Que é simbólico? Que a Hóstia consagrada representa Cristo? Que é uma imitação, uma memória do que Jesus Cristo fez? Que é uma representação? Que Jesus Cristo está ali presente em espírito?
Ou acreditamos verdadeiramente que Jesus Cristo está ali presente, tão presente como quando estava no meio dos Apóstolos após a Ressurreição?
Ou acreditamos que é Ele que se dá verdadeiramente como alimento, num Mistério tão incompreensível para nós, mas no entanto tão palpável, tão real, tão “experimentável” nas nossas vidas?

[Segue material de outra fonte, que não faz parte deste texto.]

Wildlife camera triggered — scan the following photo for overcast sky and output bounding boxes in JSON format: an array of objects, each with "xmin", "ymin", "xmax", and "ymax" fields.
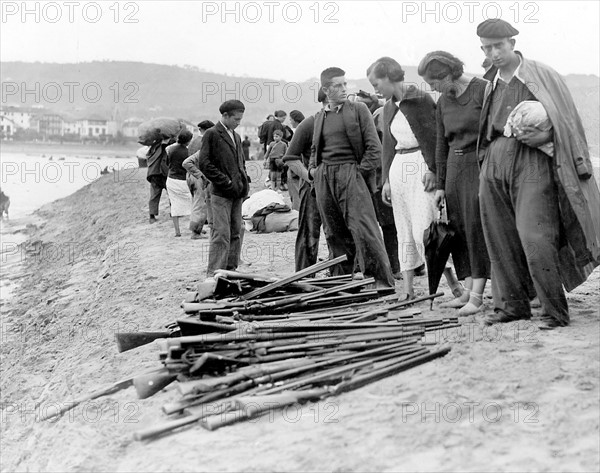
[{"xmin": 1, "ymin": 1, "xmax": 599, "ymax": 80}]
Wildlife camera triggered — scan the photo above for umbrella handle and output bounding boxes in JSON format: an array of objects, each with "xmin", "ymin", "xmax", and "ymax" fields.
[{"xmin": 438, "ymin": 199, "xmax": 449, "ymax": 224}]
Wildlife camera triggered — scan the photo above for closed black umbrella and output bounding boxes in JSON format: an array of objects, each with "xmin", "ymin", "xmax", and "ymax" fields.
[{"xmin": 423, "ymin": 209, "xmax": 457, "ymax": 296}]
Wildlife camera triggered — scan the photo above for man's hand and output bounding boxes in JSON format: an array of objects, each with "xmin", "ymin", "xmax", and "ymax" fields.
[
  {"xmin": 516, "ymin": 126, "xmax": 553, "ymax": 148},
  {"xmin": 422, "ymin": 171, "xmax": 437, "ymax": 192},
  {"xmin": 433, "ymin": 189, "xmax": 445, "ymax": 209},
  {"xmin": 382, "ymin": 180, "xmax": 393, "ymax": 207}
]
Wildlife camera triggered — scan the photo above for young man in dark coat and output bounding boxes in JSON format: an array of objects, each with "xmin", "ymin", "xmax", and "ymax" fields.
[
  {"xmin": 198, "ymin": 100, "xmax": 249, "ymax": 278},
  {"xmin": 308, "ymin": 67, "xmax": 394, "ymax": 288},
  {"xmin": 476, "ymin": 19, "xmax": 600, "ymax": 328}
]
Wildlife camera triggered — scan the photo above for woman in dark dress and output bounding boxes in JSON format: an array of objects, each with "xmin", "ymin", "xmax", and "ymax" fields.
[{"xmin": 418, "ymin": 51, "xmax": 491, "ymax": 315}]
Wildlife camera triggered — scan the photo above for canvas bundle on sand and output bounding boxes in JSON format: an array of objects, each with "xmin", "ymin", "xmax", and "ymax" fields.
[
  {"xmin": 138, "ymin": 117, "xmax": 186, "ymax": 145},
  {"xmin": 242, "ymin": 190, "xmax": 299, "ymax": 233}
]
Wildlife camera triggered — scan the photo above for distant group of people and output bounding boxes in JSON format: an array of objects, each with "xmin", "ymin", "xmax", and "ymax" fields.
[{"xmin": 144, "ymin": 18, "xmax": 599, "ymax": 330}]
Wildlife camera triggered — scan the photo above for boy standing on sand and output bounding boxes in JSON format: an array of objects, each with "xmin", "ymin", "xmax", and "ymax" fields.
[{"xmin": 264, "ymin": 129, "xmax": 287, "ymax": 191}]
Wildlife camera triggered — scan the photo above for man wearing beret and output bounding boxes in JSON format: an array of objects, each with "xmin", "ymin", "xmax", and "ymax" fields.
[{"xmin": 476, "ymin": 19, "xmax": 600, "ymax": 328}]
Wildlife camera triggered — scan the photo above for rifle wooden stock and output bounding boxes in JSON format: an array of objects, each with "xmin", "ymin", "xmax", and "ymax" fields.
[
  {"xmin": 39, "ymin": 368, "xmax": 163, "ymax": 421},
  {"xmin": 200, "ymin": 388, "xmax": 330, "ymax": 431},
  {"xmin": 133, "ymin": 368, "xmax": 178, "ymax": 399},
  {"xmin": 115, "ymin": 331, "xmax": 171, "ymax": 353},
  {"xmin": 177, "ymin": 358, "xmax": 315, "ymax": 396},
  {"xmin": 134, "ymin": 401, "xmax": 232, "ymax": 441},
  {"xmin": 175, "ymin": 319, "xmax": 236, "ymax": 335}
]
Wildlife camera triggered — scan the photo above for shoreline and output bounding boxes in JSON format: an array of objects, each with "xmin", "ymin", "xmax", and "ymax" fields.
[{"xmin": 1, "ymin": 140, "xmax": 140, "ymax": 158}]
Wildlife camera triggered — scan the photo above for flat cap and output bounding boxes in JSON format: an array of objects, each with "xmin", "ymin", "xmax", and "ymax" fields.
[{"xmin": 476, "ymin": 18, "xmax": 519, "ymax": 38}]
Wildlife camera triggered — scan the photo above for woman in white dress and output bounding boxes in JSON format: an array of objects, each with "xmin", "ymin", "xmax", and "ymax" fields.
[{"xmin": 367, "ymin": 56, "xmax": 462, "ymax": 299}]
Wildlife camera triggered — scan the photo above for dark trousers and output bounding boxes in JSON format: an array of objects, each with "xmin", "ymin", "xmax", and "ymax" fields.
[
  {"xmin": 372, "ymin": 189, "xmax": 400, "ymax": 274},
  {"xmin": 479, "ymin": 137, "xmax": 568, "ymax": 323},
  {"xmin": 295, "ymin": 181, "xmax": 323, "ymax": 272},
  {"xmin": 314, "ymin": 162, "xmax": 394, "ymax": 286},
  {"xmin": 287, "ymin": 170, "xmax": 302, "ymax": 211},
  {"xmin": 207, "ymin": 194, "xmax": 243, "ymax": 277},
  {"xmin": 148, "ymin": 175, "xmax": 167, "ymax": 216}
]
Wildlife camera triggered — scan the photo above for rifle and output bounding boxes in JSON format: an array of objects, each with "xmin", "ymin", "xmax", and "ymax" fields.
[
  {"xmin": 241, "ymin": 254, "xmax": 348, "ymax": 300},
  {"xmin": 201, "ymin": 345, "xmax": 452, "ymax": 431},
  {"xmin": 177, "ymin": 358, "xmax": 316, "ymax": 396},
  {"xmin": 39, "ymin": 368, "xmax": 174, "ymax": 421},
  {"xmin": 200, "ymin": 388, "xmax": 331, "ymax": 431},
  {"xmin": 115, "ymin": 331, "xmax": 171, "ymax": 353},
  {"xmin": 115, "ymin": 319, "xmax": 236, "ymax": 353},
  {"xmin": 346, "ymin": 292, "xmax": 444, "ymax": 323}
]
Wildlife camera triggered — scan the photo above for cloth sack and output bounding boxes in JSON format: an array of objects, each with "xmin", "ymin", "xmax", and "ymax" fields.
[
  {"xmin": 503, "ymin": 100, "xmax": 554, "ymax": 157},
  {"xmin": 138, "ymin": 117, "xmax": 185, "ymax": 145}
]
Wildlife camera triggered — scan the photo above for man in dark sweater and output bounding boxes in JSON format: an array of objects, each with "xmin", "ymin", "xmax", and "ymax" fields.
[
  {"xmin": 284, "ymin": 92, "xmax": 348, "ymax": 272},
  {"xmin": 308, "ymin": 67, "xmax": 394, "ymax": 288}
]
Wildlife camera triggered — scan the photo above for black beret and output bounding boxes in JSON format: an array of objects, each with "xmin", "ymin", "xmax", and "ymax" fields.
[
  {"xmin": 197, "ymin": 120, "xmax": 215, "ymax": 130},
  {"xmin": 476, "ymin": 19, "xmax": 519, "ymax": 38}
]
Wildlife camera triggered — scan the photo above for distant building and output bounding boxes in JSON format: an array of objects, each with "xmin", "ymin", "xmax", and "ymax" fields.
[
  {"xmin": 0, "ymin": 105, "xmax": 36, "ymax": 137},
  {"xmin": 122, "ymin": 117, "xmax": 145, "ymax": 139},
  {"xmin": 33, "ymin": 113, "xmax": 64, "ymax": 137},
  {"xmin": 78, "ymin": 116, "xmax": 108, "ymax": 138}
]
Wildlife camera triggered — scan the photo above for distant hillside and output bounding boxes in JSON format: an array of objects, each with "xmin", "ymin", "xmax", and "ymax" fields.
[{"xmin": 2, "ymin": 61, "xmax": 598, "ymax": 154}]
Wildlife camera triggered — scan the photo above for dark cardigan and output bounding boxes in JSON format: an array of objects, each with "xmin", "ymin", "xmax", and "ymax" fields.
[{"xmin": 381, "ymin": 86, "xmax": 437, "ymax": 184}]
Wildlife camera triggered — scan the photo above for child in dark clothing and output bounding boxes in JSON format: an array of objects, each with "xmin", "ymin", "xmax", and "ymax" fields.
[{"xmin": 264, "ymin": 129, "xmax": 287, "ymax": 191}]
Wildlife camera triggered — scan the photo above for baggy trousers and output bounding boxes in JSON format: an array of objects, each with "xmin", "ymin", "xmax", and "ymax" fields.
[
  {"xmin": 148, "ymin": 175, "xmax": 167, "ymax": 216},
  {"xmin": 372, "ymin": 189, "xmax": 401, "ymax": 274},
  {"xmin": 314, "ymin": 162, "xmax": 394, "ymax": 286},
  {"xmin": 206, "ymin": 194, "xmax": 243, "ymax": 277},
  {"xmin": 479, "ymin": 137, "xmax": 568, "ymax": 323},
  {"xmin": 295, "ymin": 180, "xmax": 323, "ymax": 272},
  {"xmin": 187, "ymin": 174, "xmax": 208, "ymax": 235}
]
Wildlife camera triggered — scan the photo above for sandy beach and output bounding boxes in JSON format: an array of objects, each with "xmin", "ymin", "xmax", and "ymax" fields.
[{"xmin": 0, "ymin": 165, "xmax": 599, "ymax": 472}]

E assim sendo, se assim acreditamos, somos nós «assíduos à fracção do pão»?
Vivemos num mundo em que, graças a Deus, somos livres de praticar e viver a nossa Fé, e em que, apesar de algumas dificuldades, temos a celebração da Eucaristia diária em quase todos os lugares, (mais perto ou um pouco mais longe), onde vivemos.

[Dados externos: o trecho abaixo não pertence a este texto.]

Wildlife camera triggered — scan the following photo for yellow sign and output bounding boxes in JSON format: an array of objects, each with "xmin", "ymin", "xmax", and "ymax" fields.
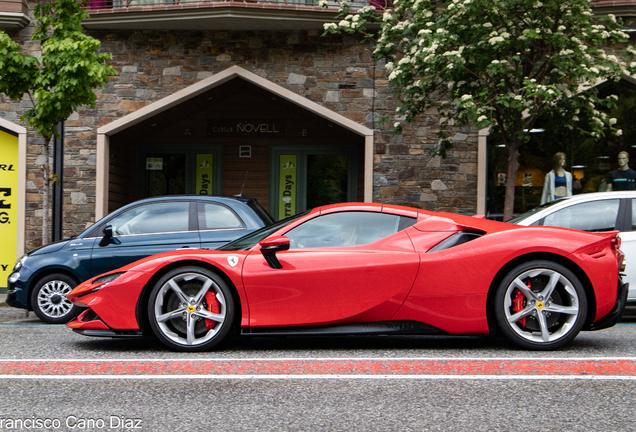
[
  {"xmin": 279, "ymin": 155, "xmax": 297, "ymax": 220},
  {"xmin": 196, "ymin": 154, "xmax": 213, "ymax": 195},
  {"xmin": 0, "ymin": 129, "xmax": 19, "ymax": 289}
]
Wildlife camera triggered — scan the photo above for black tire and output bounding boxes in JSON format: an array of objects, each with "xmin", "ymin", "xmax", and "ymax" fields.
[
  {"xmin": 494, "ymin": 260, "xmax": 587, "ymax": 350},
  {"xmin": 30, "ymin": 273, "xmax": 82, "ymax": 324},
  {"xmin": 147, "ymin": 266, "xmax": 235, "ymax": 352}
]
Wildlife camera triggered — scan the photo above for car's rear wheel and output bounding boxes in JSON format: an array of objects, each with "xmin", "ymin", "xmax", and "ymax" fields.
[
  {"xmin": 30, "ymin": 273, "xmax": 82, "ymax": 324},
  {"xmin": 148, "ymin": 266, "xmax": 235, "ymax": 352},
  {"xmin": 494, "ymin": 260, "xmax": 587, "ymax": 350}
]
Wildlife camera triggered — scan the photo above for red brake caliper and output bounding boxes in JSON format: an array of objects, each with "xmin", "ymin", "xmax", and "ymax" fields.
[
  {"xmin": 511, "ymin": 282, "xmax": 529, "ymax": 327},
  {"xmin": 204, "ymin": 291, "xmax": 220, "ymax": 331}
]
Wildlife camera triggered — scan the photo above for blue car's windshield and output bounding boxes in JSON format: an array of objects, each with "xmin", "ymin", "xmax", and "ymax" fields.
[{"xmin": 218, "ymin": 211, "xmax": 310, "ymax": 251}]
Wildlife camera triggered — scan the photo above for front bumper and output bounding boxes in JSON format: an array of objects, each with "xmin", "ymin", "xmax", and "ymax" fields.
[
  {"xmin": 68, "ymin": 309, "xmax": 143, "ymax": 338},
  {"xmin": 586, "ymin": 280, "xmax": 629, "ymax": 331},
  {"xmin": 6, "ymin": 286, "xmax": 27, "ymax": 310},
  {"xmin": 6, "ymin": 265, "xmax": 38, "ymax": 310}
]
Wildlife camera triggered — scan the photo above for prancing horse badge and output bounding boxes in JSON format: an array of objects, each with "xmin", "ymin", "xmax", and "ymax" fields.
[{"xmin": 227, "ymin": 256, "xmax": 239, "ymax": 268}]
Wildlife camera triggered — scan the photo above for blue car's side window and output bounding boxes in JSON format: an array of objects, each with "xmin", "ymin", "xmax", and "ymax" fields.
[
  {"xmin": 198, "ymin": 203, "xmax": 244, "ymax": 230},
  {"xmin": 109, "ymin": 202, "xmax": 190, "ymax": 236}
]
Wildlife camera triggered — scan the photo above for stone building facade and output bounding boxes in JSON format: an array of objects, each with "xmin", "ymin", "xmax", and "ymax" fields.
[{"xmin": 1, "ymin": 5, "xmax": 480, "ymax": 254}]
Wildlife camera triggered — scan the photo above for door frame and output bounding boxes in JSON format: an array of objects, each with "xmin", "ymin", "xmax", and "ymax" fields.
[
  {"xmin": 136, "ymin": 144, "xmax": 223, "ymax": 199},
  {"xmin": 269, "ymin": 145, "xmax": 358, "ymax": 219}
]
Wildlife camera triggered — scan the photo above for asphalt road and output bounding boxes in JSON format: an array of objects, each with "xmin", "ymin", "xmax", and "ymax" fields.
[{"xmin": 2, "ymin": 305, "xmax": 636, "ymax": 431}]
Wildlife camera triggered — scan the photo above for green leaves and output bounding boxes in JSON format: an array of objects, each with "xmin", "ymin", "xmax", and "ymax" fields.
[
  {"xmin": 323, "ymin": 0, "xmax": 636, "ymax": 153},
  {"xmin": 0, "ymin": 0, "xmax": 116, "ymax": 141}
]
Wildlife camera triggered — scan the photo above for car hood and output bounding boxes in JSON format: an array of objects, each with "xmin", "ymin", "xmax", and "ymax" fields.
[
  {"xmin": 27, "ymin": 238, "xmax": 73, "ymax": 256},
  {"xmin": 110, "ymin": 248, "xmax": 251, "ymax": 275}
]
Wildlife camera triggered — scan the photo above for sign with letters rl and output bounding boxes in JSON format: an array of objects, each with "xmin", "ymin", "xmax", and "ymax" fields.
[{"xmin": 0, "ymin": 129, "xmax": 18, "ymax": 289}]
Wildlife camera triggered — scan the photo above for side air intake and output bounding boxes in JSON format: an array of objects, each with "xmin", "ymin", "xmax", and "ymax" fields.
[{"xmin": 427, "ymin": 230, "xmax": 484, "ymax": 253}]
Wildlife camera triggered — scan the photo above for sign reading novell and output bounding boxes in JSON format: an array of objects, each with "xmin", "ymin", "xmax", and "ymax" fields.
[
  {"xmin": 0, "ymin": 129, "xmax": 18, "ymax": 289},
  {"xmin": 208, "ymin": 120, "xmax": 285, "ymax": 136}
]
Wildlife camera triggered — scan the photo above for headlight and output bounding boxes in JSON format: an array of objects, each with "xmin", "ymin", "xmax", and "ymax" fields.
[
  {"xmin": 91, "ymin": 272, "xmax": 125, "ymax": 292},
  {"xmin": 13, "ymin": 255, "xmax": 27, "ymax": 272},
  {"xmin": 8, "ymin": 272, "xmax": 20, "ymax": 284}
]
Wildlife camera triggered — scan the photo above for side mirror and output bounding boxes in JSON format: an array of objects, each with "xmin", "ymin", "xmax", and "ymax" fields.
[
  {"xmin": 259, "ymin": 236, "xmax": 290, "ymax": 269},
  {"xmin": 98, "ymin": 225, "xmax": 114, "ymax": 247}
]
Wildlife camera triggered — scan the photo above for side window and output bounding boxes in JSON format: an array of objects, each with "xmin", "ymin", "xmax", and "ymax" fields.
[
  {"xmin": 285, "ymin": 212, "xmax": 414, "ymax": 249},
  {"xmin": 543, "ymin": 199, "xmax": 620, "ymax": 232},
  {"xmin": 109, "ymin": 202, "xmax": 190, "ymax": 235},
  {"xmin": 198, "ymin": 203, "xmax": 244, "ymax": 230}
]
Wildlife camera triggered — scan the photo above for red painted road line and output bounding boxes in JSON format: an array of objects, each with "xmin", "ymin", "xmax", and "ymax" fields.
[{"xmin": 1, "ymin": 359, "xmax": 636, "ymax": 376}]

Fazemos nós tudo o que nos é possível para participarmos celebrando a Eucaristia diária, vivendo-A todos os momentos das/nas nossas vidas?
É que naquele tempo, aqueles primeiros cristãos tinham com certeza de se deslocar às casas onde era celebrada «a fracção do pão», muitas vezes com risco da sua própria vida, tendo em conta as perseguições de que eram alvo.
Porque era e é ali, na Eucaristia, que nos encontramos preferencialmente com Jesus Cristo Nosso Senhor e Salvador, que dando-se como alimento divino nos afirma a Sua presença em nós e connosco, que dando-nos a certeza de que se fez igual a nós em tudo, excepto no pecado, nos reafirma a nossa filiação divina, e assim nos faz irmãos uns dos outros, filhos do Nosso Pai que está nos Céus.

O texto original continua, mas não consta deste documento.